Palácio de Seteais |
Aquellos muros de color rosa pálido, que un día fueron residencia de nobles familias reales, les acogieron con la suavidad infalible de aquel rincón portugués, patrimonio ya del mundo.
Allí, nada más cruzar el arco de su impresionante entrada, se sintieron felices. Las vistas al mar, desde lo alto de aquel terreno accidentado les sumergían en una nostalgia irredenta de tiempos pretéritos, pero era la contemplación de la Sierra de Sintra la que más conmovía su espíritu.
Con el paso del tiempo, tras infinitos paseos por los jardines del palacio y conocerse de memoria cada figura representada en sus dos magníficas salas (si bien la Pillement les gustaba, era la de la Convención, con sus alusiones a la mitología marina, su preferida), decidieron mudarse a una casa próxima a la Quinta da Regaleira, tantas veces visitada en las húmedas mañanas de pertinaz neblina.
Jardines de la Quinta da Regaleira |
Sus fabulosos y románticos jardines no tenían secretos para ellos y de sus muchos rincones, dos eran para ellos eran más especiales que el resto: el pozo iniciático, la Fuente de la Abuncancia y la de los Dragones. No era extraño oírles recitar algún fragmento de la Divina Comedia mientras bajaban por las escaleras espirales del pozo. O al subir, antes de saludar a los dragones de la fuente que vigilan la entrada.
Pozo iniciático de la Quinta da Regaleira |
En Sintra hay, desde luego, días soleados y luminosos, pero ellos solo salían cuando la niebla, nunca demasiado espesa, hacía acto de presencia (algo que no era infrecuente, por cierto).
Por las tardes, preferían acercarse al pueblo. Ni el Palácio da Pena ni el Castelo dos Mouros les atraían en la corta distancia. De lejos, sin embargo, era otra cosa.

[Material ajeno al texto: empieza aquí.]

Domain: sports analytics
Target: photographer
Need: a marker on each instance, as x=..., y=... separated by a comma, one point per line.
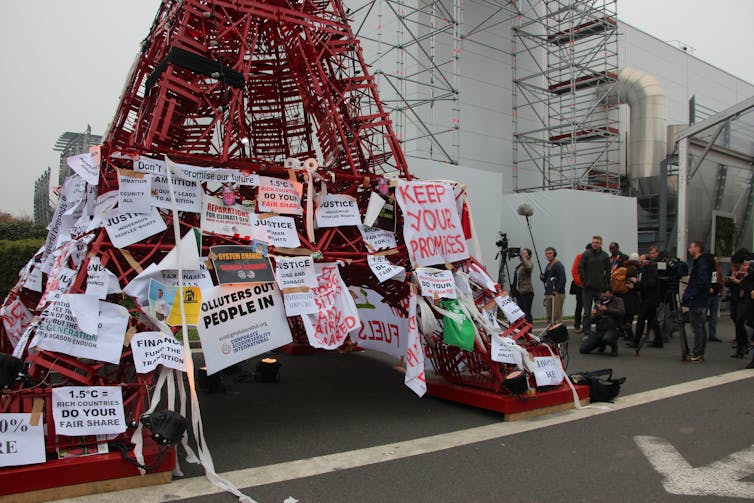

No es, ni mucho menos, que no reconociesen su mérito histórico, lo que ocurría es que ellos defendían con entusiasmo la teoría de la belleza en la distancia, especialmente oportuna en estos dos casos, como ellos mismos recordaban cuando alguien les preguntaba por las razones de su perenne contemplación lejana.
Del Palácio Nacional de Sintra les impresionaban sus gigantescas chimeneas cónicas, capaces de inquietar a cualquier visitante de la villa.
¡Cuántas tardes pasadas en A Piriquita y en la desaparecida Mathilde!
Por eso fue tan extraño que aquella eterna pareja desapareciese de Sintra sin dejar rastro alguno. Hubo muchos comentarios. La mayoría se inclinaba por una explicación dramática, incluso trágica. Se decía que ella le envenenó y que, con la ayuda de un misterioso personaje que merodeaba por el parque de la Regaleira en aquellas épocas, se deshizo del cadáver, enterrándolo en los jardines una noche de intensa niebla. Según esa teoría, ella habría huido a Brasil oculta tras una nueva identidad.
Pero no es probable. Parecían tan unidos...
Años después, en la sierra se encontraron los restos del misterioso merodeador, al parecer, víctima de un accidente entre las escarpadas peñas de la montaña.
De la pareja, por el contrario, nunca se supo nada. Habían desaparecido de la casa sin llevarse nada. Toda su ropa, sus libros, su vieja colección de fotos... allí quedaron abandonados. Lo que más sorprendió fue aquel poema a medio escribir sobre la mesa del despacho...
La pertinaz neblina de Sintra |
La casa ya no existe. El propietario la vendió y allí siguen sus ruinas, con sus ventanas herméticamente cerradas y la hiedra trepando por sus oscurecidas paredes. Si preguntas, nadie te dará razón, ni vecino alguno querrá reconocer que sabe quiénes vivieron allí. Yo creo que prefieren pensar que algún día volverán y que, tarde o temprano, el poema inacabado tendrá un final. Tal vez triste, pero final, al fin y al cabo.